Een stralenkrans van martelaarschap

 

Vrouwen en meisjes, zij zijn het vooral geweest, die na het verschijnen van Max Havelaar gegloeid hadden van verontwaardiging. Zoals Sietske in haar herinneringen had geschreven: 'In den cirkelgang van ons eentonig meisjesbestaan viel hij binnen als een meteoor, met zijn stralenkrans van martelaarschap voor de rechten van den Javaan'. Hij kon vooral jonge mensen in een stemming brengen, waarin alles leek te kunnen veranderen. Ze hingen hem aan met een soort verliefdheid, die het object van de liefde verheerlijkt, maar die verdampt als het eerste vuur is gedoofd. Dan zetten ze zich juist vaak tegen hem af. Het was een nieuw geluid dat Multatuli liet horen. Een geluid van vrijheid en ontwikkeling, zelfbeschikking en mogelijkheid tot kiezen. En de meisjes die hij voor zijn legioen op het oog had, waren daar zeer gevoelig voor. Hij schrijft aan zijn echtgenote Tine, dat het lijkt of de vrouwen 'mal' zijn, niet alleen op straat, maar ook in Artis.

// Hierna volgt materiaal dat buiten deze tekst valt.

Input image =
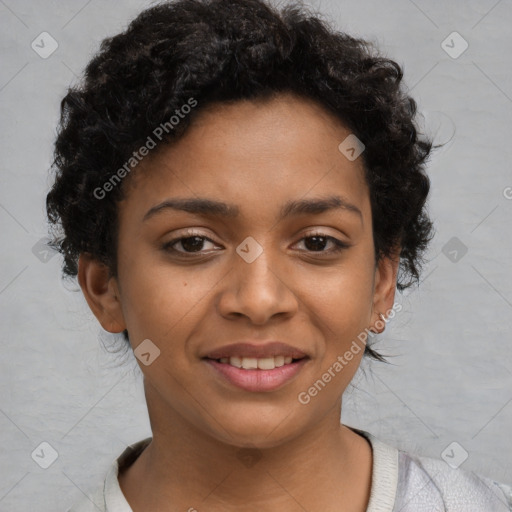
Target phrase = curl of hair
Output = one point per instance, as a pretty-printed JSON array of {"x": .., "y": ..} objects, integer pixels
[{"x": 224, "y": 51}]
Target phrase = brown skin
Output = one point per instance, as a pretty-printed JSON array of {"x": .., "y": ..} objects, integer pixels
[{"x": 257, "y": 155}]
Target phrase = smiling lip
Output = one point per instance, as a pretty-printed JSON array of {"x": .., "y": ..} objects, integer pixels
[
  {"x": 258, "y": 350},
  {"x": 257, "y": 380}
]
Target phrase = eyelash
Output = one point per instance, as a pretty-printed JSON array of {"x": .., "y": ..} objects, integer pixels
[{"x": 339, "y": 246}]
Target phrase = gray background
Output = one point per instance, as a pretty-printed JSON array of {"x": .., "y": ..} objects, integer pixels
[{"x": 451, "y": 379}]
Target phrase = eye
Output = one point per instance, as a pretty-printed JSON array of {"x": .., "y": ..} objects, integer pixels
[
  {"x": 190, "y": 243},
  {"x": 318, "y": 241}
]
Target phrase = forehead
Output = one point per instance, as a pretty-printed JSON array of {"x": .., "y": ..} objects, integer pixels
[{"x": 258, "y": 154}]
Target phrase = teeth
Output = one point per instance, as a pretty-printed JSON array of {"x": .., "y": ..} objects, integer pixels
[{"x": 253, "y": 363}]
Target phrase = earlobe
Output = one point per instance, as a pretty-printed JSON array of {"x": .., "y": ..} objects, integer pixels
[
  {"x": 101, "y": 293},
  {"x": 384, "y": 290}
]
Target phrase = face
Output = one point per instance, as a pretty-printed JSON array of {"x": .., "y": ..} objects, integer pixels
[{"x": 194, "y": 281}]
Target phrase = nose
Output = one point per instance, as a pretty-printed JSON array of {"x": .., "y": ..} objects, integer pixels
[{"x": 258, "y": 290}]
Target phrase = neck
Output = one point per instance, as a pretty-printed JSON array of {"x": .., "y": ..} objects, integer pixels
[{"x": 184, "y": 468}]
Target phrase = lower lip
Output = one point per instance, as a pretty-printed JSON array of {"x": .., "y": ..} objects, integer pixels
[{"x": 258, "y": 380}]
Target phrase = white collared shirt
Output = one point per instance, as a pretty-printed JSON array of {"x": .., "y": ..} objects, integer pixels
[{"x": 400, "y": 483}]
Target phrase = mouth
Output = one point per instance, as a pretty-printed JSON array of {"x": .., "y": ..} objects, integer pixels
[
  {"x": 257, "y": 363},
  {"x": 256, "y": 374}
]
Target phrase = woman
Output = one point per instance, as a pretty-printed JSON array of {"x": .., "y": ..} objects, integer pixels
[{"x": 240, "y": 191}]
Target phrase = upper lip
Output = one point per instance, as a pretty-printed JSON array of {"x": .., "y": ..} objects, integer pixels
[{"x": 258, "y": 350}]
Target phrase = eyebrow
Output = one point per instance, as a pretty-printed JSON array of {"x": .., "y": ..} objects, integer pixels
[{"x": 213, "y": 208}]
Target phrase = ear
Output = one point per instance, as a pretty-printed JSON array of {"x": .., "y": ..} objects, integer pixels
[
  {"x": 384, "y": 289},
  {"x": 101, "y": 293}
]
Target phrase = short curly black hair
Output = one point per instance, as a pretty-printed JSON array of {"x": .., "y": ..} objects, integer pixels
[{"x": 224, "y": 51}]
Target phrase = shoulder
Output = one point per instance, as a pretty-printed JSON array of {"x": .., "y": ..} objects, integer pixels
[
  {"x": 108, "y": 496},
  {"x": 432, "y": 483}
]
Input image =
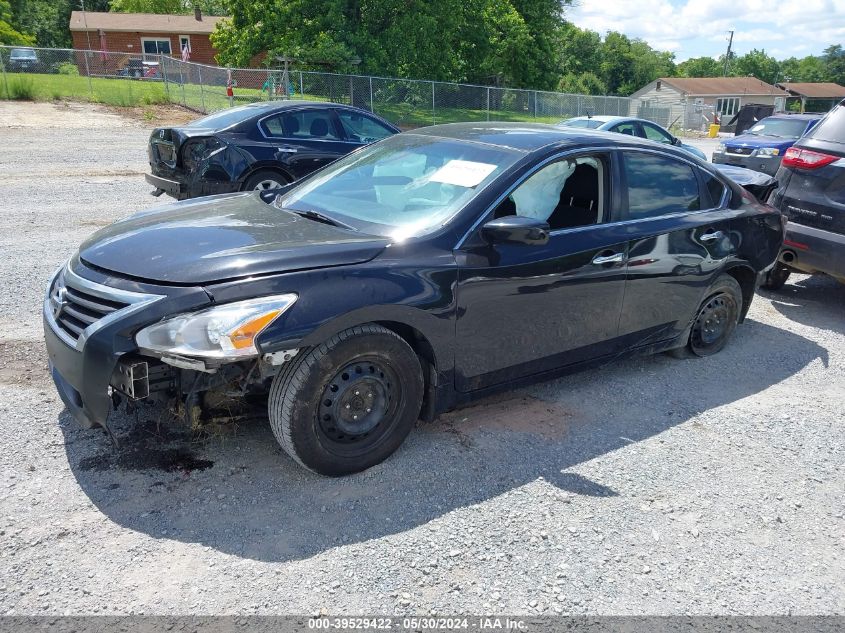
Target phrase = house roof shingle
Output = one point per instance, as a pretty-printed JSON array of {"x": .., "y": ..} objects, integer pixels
[
  {"x": 822, "y": 90},
  {"x": 142, "y": 22},
  {"x": 713, "y": 86}
]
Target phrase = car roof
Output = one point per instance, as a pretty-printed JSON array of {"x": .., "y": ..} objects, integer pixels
[
  {"x": 800, "y": 117},
  {"x": 528, "y": 137}
]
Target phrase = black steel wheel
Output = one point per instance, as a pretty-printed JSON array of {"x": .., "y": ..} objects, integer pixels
[
  {"x": 715, "y": 320},
  {"x": 349, "y": 403}
]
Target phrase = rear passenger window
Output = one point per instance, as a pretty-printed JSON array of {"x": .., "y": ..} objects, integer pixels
[
  {"x": 715, "y": 189},
  {"x": 302, "y": 124},
  {"x": 659, "y": 185}
]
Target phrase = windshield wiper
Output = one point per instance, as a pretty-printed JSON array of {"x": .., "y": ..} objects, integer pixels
[{"x": 319, "y": 217}]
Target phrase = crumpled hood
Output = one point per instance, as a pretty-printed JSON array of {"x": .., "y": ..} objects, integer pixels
[{"x": 222, "y": 237}]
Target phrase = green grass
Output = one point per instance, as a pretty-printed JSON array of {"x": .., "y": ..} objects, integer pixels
[{"x": 129, "y": 92}]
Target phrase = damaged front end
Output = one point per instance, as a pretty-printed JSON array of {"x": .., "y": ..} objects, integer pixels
[{"x": 186, "y": 163}]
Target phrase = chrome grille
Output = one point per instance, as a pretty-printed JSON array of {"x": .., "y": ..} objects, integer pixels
[
  {"x": 76, "y": 307},
  {"x": 742, "y": 151}
]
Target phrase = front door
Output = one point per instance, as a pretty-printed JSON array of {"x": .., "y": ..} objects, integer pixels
[{"x": 525, "y": 309}]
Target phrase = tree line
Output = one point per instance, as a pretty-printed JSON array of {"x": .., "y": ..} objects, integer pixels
[{"x": 514, "y": 43}]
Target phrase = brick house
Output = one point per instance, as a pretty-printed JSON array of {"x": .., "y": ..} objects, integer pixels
[{"x": 144, "y": 35}]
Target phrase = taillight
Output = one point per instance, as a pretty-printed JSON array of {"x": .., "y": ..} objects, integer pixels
[{"x": 806, "y": 159}]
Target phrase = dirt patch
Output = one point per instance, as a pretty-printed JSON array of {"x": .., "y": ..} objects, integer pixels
[
  {"x": 518, "y": 415},
  {"x": 157, "y": 115},
  {"x": 23, "y": 363}
]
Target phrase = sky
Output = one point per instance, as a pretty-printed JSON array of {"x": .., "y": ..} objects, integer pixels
[{"x": 694, "y": 28}]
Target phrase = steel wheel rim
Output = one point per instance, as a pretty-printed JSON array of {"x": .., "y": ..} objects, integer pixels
[
  {"x": 267, "y": 183},
  {"x": 358, "y": 406},
  {"x": 713, "y": 323}
]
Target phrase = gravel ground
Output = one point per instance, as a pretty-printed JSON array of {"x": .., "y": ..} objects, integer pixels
[{"x": 649, "y": 486}]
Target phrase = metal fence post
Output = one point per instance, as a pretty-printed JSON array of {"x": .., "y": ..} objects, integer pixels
[
  {"x": 164, "y": 76},
  {"x": 88, "y": 75},
  {"x": 433, "y": 115},
  {"x": 202, "y": 91},
  {"x": 5, "y": 79}
]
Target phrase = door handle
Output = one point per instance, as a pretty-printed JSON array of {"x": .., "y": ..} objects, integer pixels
[
  {"x": 615, "y": 258},
  {"x": 712, "y": 236}
]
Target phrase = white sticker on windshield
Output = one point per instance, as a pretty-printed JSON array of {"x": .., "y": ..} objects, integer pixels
[{"x": 463, "y": 173}]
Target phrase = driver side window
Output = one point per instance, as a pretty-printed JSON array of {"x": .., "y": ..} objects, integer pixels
[
  {"x": 653, "y": 133},
  {"x": 568, "y": 193},
  {"x": 361, "y": 128}
]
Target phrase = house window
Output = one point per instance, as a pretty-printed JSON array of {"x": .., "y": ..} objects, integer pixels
[
  {"x": 155, "y": 46},
  {"x": 727, "y": 106}
]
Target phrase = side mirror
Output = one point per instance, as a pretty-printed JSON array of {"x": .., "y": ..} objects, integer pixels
[{"x": 515, "y": 229}]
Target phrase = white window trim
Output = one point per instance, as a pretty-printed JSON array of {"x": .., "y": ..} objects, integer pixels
[{"x": 156, "y": 39}]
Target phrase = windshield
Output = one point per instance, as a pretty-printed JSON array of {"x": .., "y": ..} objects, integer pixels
[
  {"x": 787, "y": 128},
  {"x": 403, "y": 186},
  {"x": 225, "y": 118}
]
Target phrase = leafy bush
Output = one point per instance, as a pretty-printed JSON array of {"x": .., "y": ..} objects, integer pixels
[{"x": 67, "y": 68}]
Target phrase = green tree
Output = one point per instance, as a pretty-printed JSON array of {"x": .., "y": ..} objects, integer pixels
[
  {"x": 834, "y": 61},
  {"x": 700, "y": 67},
  {"x": 8, "y": 34}
]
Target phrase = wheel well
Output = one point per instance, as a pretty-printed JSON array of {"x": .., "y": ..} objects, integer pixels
[
  {"x": 274, "y": 169},
  {"x": 747, "y": 280},
  {"x": 425, "y": 352}
]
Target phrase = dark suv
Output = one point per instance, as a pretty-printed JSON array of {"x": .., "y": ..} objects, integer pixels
[{"x": 811, "y": 194}]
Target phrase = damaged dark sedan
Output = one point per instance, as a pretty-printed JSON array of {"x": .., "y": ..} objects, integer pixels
[
  {"x": 257, "y": 146},
  {"x": 419, "y": 273}
]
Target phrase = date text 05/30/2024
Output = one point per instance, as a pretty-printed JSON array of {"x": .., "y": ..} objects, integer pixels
[{"x": 419, "y": 623}]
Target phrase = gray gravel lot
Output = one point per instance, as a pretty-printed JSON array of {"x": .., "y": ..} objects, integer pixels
[{"x": 649, "y": 486}]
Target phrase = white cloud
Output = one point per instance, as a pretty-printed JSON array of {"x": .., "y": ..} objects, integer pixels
[{"x": 691, "y": 28}]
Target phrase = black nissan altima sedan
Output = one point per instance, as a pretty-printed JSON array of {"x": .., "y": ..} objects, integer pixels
[
  {"x": 257, "y": 146},
  {"x": 413, "y": 275}
]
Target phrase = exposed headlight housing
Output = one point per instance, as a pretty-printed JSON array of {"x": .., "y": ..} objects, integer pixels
[{"x": 226, "y": 331}]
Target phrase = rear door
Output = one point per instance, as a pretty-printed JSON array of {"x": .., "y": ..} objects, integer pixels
[
  {"x": 303, "y": 140},
  {"x": 679, "y": 239},
  {"x": 523, "y": 310}
]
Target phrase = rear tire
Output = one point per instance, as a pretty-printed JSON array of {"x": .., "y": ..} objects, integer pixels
[
  {"x": 776, "y": 278},
  {"x": 715, "y": 320},
  {"x": 347, "y": 404},
  {"x": 264, "y": 180}
]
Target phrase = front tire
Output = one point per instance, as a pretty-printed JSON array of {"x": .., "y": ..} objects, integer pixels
[
  {"x": 715, "y": 320},
  {"x": 264, "y": 180},
  {"x": 347, "y": 404}
]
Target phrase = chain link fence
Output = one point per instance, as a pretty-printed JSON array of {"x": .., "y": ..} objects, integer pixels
[{"x": 126, "y": 79}]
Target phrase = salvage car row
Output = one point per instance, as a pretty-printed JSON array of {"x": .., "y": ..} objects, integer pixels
[{"x": 402, "y": 279}]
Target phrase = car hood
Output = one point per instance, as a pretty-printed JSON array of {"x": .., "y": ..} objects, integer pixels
[
  {"x": 759, "y": 140},
  {"x": 222, "y": 237}
]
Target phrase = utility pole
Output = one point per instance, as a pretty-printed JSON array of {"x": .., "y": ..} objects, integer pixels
[{"x": 728, "y": 54}]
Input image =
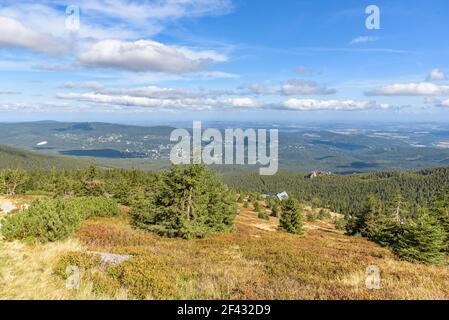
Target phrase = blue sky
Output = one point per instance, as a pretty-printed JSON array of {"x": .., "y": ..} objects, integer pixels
[{"x": 150, "y": 61}]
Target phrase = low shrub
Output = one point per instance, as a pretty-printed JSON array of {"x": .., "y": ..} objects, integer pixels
[
  {"x": 263, "y": 216},
  {"x": 53, "y": 220}
]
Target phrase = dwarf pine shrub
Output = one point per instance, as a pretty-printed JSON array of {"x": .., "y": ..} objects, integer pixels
[{"x": 56, "y": 219}]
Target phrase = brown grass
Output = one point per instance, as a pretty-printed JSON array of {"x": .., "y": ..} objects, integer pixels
[{"x": 255, "y": 262}]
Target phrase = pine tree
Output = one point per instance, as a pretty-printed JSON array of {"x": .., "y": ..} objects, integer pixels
[
  {"x": 423, "y": 240},
  {"x": 11, "y": 179},
  {"x": 291, "y": 216},
  {"x": 189, "y": 202},
  {"x": 275, "y": 210},
  {"x": 257, "y": 206},
  {"x": 440, "y": 210}
]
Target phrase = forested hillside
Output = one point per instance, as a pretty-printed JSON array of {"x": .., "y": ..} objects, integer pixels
[
  {"x": 12, "y": 157},
  {"x": 346, "y": 193}
]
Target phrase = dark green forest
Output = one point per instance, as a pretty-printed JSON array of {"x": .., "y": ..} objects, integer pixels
[{"x": 346, "y": 193}]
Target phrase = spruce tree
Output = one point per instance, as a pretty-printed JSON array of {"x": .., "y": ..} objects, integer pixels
[
  {"x": 440, "y": 210},
  {"x": 363, "y": 222},
  {"x": 291, "y": 216},
  {"x": 422, "y": 240},
  {"x": 189, "y": 202}
]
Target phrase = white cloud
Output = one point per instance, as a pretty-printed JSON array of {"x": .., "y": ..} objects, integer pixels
[
  {"x": 436, "y": 75},
  {"x": 314, "y": 105},
  {"x": 444, "y": 103},
  {"x": 14, "y": 34},
  {"x": 255, "y": 88},
  {"x": 301, "y": 87},
  {"x": 363, "y": 39},
  {"x": 241, "y": 103},
  {"x": 146, "y": 55},
  {"x": 161, "y": 103},
  {"x": 93, "y": 85},
  {"x": 410, "y": 89}
]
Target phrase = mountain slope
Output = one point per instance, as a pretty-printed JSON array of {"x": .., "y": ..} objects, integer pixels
[{"x": 13, "y": 157}]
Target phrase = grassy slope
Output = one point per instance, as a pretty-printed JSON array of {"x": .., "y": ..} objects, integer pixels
[
  {"x": 12, "y": 157},
  {"x": 255, "y": 262}
]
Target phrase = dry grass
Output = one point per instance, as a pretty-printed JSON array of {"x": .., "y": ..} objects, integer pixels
[{"x": 255, "y": 262}]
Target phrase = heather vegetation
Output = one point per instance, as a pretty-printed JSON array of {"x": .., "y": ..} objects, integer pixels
[{"x": 240, "y": 234}]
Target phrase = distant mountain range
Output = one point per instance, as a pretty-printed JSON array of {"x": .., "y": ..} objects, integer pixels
[
  {"x": 301, "y": 148},
  {"x": 13, "y": 157}
]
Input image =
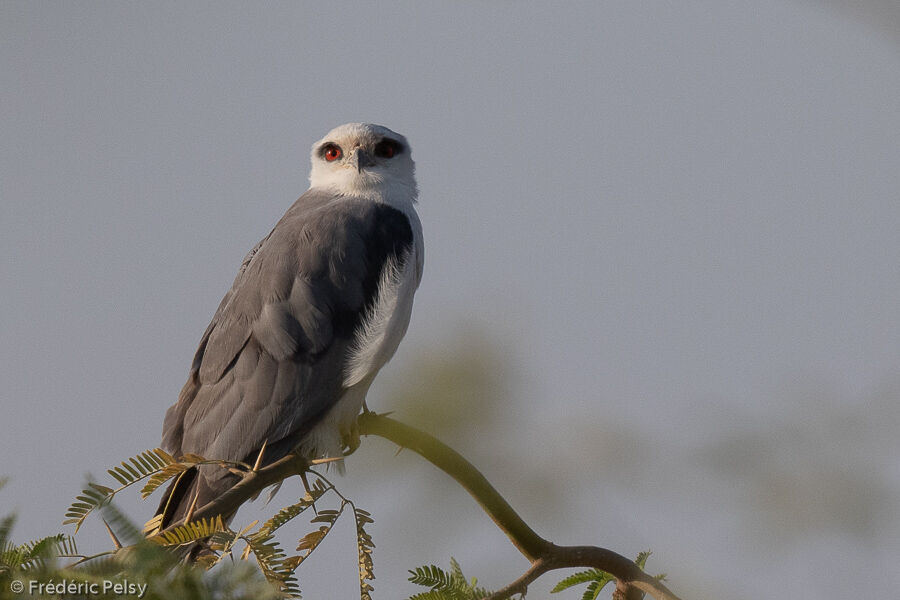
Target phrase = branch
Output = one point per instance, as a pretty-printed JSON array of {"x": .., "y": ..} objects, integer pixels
[
  {"x": 250, "y": 485},
  {"x": 543, "y": 554}
]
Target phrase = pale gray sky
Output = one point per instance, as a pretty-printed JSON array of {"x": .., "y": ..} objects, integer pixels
[{"x": 677, "y": 224}]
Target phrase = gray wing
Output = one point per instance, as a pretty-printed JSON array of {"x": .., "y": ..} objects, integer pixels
[{"x": 271, "y": 362}]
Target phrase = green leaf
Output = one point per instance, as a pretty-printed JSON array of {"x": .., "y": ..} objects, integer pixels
[{"x": 578, "y": 578}]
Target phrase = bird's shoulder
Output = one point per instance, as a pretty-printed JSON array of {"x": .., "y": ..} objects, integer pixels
[{"x": 309, "y": 280}]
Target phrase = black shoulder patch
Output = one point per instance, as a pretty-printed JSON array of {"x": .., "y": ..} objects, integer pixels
[{"x": 390, "y": 237}]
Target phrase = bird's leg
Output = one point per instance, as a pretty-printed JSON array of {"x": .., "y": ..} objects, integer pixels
[{"x": 351, "y": 438}]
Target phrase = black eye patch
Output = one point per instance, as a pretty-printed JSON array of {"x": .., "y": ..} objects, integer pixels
[{"x": 388, "y": 148}]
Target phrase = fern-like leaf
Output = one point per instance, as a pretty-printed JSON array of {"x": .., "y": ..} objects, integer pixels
[
  {"x": 190, "y": 532},
  {"x": 364, "y": 545},
  {"x": 577, "y": 578},
  {"x": 430, "y": 576},
  {"x": 444, "y": 585},
  {"x": 92, "y": 497},
  {"x": 290, "y": 512}
]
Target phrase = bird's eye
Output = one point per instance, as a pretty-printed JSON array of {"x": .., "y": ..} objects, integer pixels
[
  {"x": 331, "y": 152},
  {"x": 387, "y": 148}
]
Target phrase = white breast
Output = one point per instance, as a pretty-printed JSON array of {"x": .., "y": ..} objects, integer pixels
[{"x": 385, "y": 323}]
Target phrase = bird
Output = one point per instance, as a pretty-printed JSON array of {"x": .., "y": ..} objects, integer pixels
[{"x": 317, "y": 308}]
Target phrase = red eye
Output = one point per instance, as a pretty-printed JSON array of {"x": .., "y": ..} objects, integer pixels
[{"x": 332, "y": 153}]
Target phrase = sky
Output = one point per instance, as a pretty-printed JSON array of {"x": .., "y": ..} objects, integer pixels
[{"x": 661, "y": 252}]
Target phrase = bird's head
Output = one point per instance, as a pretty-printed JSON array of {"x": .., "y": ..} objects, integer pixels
[{"x": 363, "y": 159}]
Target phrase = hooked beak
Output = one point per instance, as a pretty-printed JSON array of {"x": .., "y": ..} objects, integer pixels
[{"x": 360, "y": 160}]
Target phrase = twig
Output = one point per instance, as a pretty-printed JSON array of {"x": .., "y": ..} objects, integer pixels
[{"x": 543, "y": 554}]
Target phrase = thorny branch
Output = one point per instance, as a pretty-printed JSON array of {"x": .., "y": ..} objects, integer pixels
[{"x": 543, "y": 555}]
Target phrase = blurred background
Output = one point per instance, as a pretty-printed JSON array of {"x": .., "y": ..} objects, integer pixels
[{"x": 660, "y": 305}]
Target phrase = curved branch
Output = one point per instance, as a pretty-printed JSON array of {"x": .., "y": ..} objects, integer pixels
[
  {"x": 251, "y": 484},
  {"x": 543, "y": 554}
]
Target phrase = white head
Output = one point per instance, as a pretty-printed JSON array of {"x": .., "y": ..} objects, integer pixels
[{"x": 361, "y": 159}]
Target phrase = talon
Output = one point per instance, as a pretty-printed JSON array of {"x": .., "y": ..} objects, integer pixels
[{"x": 351, "y": 439}]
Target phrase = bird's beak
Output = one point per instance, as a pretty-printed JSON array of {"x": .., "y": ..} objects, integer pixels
[{"x": 360, "y": 160}]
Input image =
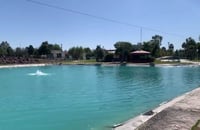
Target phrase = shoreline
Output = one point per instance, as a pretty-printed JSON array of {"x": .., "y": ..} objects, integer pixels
[
  {"x": 100, "y": 64},
  {"x": 22, "y": 65},
  {"x": 151, "y": 118}
]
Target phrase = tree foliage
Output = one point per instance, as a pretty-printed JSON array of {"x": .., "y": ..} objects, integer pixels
[
  {"x": 190, "y": 48},
  {"x": 76, "y": 53},
  {"x": 99, "y": 53},
  {"x": 5, "y": 49},
  {"x": 123, "y": 49}
]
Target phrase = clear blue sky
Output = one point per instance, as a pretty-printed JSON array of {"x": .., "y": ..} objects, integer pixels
[{"x": 23, "y": 23}]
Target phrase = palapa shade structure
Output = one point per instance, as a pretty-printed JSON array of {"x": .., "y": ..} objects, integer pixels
[{"x": 140, "y": 56}]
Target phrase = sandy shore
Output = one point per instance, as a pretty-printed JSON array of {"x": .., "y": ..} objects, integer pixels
[
  {"x": 22, "y": 65},
  {"x": 180, "y": 113}
]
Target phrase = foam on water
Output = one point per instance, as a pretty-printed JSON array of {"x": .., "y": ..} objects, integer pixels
[{"x": 38, "y": 73}]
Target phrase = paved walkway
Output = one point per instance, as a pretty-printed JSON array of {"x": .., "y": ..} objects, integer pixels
[{"x": 179, "y": 114}]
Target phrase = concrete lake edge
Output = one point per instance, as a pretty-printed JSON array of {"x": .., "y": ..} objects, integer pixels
[{"x": 139, "y": 121}]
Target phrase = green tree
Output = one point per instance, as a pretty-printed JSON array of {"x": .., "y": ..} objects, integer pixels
[
  {"x": 44, "y": 49},
  {"x": 5, "y": 49},
  {"x": 30, "y": 49},
  {"x": 88, "y": 53},
  {"x": 170, "y": 48},
  {"x": 54, "y": 47},
  {"x": 76, "y": 53},
  {"x": 153, "y": 45},
  {"x": 99, "y": 53},
  {"x": 123, "y": 50},
  {"x": 21, "y": 52},
  {"x": 198, "y": 50},
  {"x": 190, "y": 48}
]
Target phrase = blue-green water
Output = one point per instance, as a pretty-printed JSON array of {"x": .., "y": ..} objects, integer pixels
[{"x": 86, "y": 97}]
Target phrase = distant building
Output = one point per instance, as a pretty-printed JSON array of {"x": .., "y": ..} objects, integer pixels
[
  {"x": 58, "y": 54},
  {"x": 140, "y": 56}
]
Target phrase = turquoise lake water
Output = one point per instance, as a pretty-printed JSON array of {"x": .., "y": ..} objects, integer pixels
[{"x": 86, "y": 97}]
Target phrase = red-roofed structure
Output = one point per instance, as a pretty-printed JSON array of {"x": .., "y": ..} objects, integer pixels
[{"x": 140, "y": 56}]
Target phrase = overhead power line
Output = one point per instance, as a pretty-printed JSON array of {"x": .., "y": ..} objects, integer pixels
[{"x": 101, "y": 18}]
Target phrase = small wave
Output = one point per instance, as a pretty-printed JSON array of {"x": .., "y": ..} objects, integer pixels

Het verwondert hem dat er 'nog geen kleedingstukken à la Havelaar [zijn], want 't is een rage'. Hij vindt het heerlijk. Nu is hij de populairste man in Holland, en daar hoopt hij profijt van te kunnen trekken. Later zal hij aan Mimi schrijven, dat hij 't meest aanhankelijkheid vond bij vrouwen. Natuurlijk, vindt hij, want zij zijn de paria's van deze maatschappij. Zij kunnen niet dit en mogen niet dat. Hij voelt zich hun voorvechter, voorbeschikt 'te lyden onder hare ontbering van vryheid'.

 

ALWEER EEN MEISJE

 

Midden 1861 wordt het fantastische plan voor het legioen concreter. Hij heeft de opdracht van Fancy uit de Minnebrieven om Insulinde te bevrijden, en hij heeft inspiratie nodig om daarvoor geld bijeen te brengen. Aan Mimi legt hij uit, dat een dichter niets schept, maar alleen 'vlam' geeft aan de feiten van de buitenwereld. Bestaande meisjes kunnen een 'pit' voor hem zijn.  Het is die lont, afkomstig uit de werkelijkheid, die hij nodig heeft om er zijn vlam aan te kunnen hechten. Gelukkig bieden na het verschijnen van Minnebrieven de potentiële lonten zich regelmatig aan. 'Och heden, alwêer een brief van een meisje! […] 't is komiek: altijd een hoofdtoon! Ik wil voor en met U lijden, beschik over mij! Wat gij wilt zal ik doen, ik acht niets onmogelijk voor U!', zo laat hij zijn uitgever D'Ablaing weten.

Charisma

 

Multatuli had Charisma. Met zijn bleek-blauwe ogen die konden vlammen en met zijn opkomen voor onderdrukten had hij een grote aantrekkingskracht, vooral voor vrouwen. Dit gebeurde en gebeurt vaker met charismatische persoonlijkheden.  De 19e eeuwse socioloog Max Weber omschreef Charisma als een zekere kwaliteit van een individu op grond waarvan iemand als buitengewoon gezien wordt en er bovennatuurlijke, bovenmenselijke of op zijn minst uitzonderlijke kwaliteiten aan hem worden toegekend. Zo iemand wordt beschouwd als een potentiële leider, met een speciale band tussen hem en zijn volgelingen. De charismatische leider gelooft dat hij een missie heeft, een heilige roeping.  Juist in de 19e eeuw, met zijn diffuse nationaliteiten, zijn politieke oproer en veranderende leefomstandigheden door de voortschrijdende techniek, kon de charismatische leider floreren. Het is dan ook niet echt verwonderlijk dat hij zijn legioen serieus nam. 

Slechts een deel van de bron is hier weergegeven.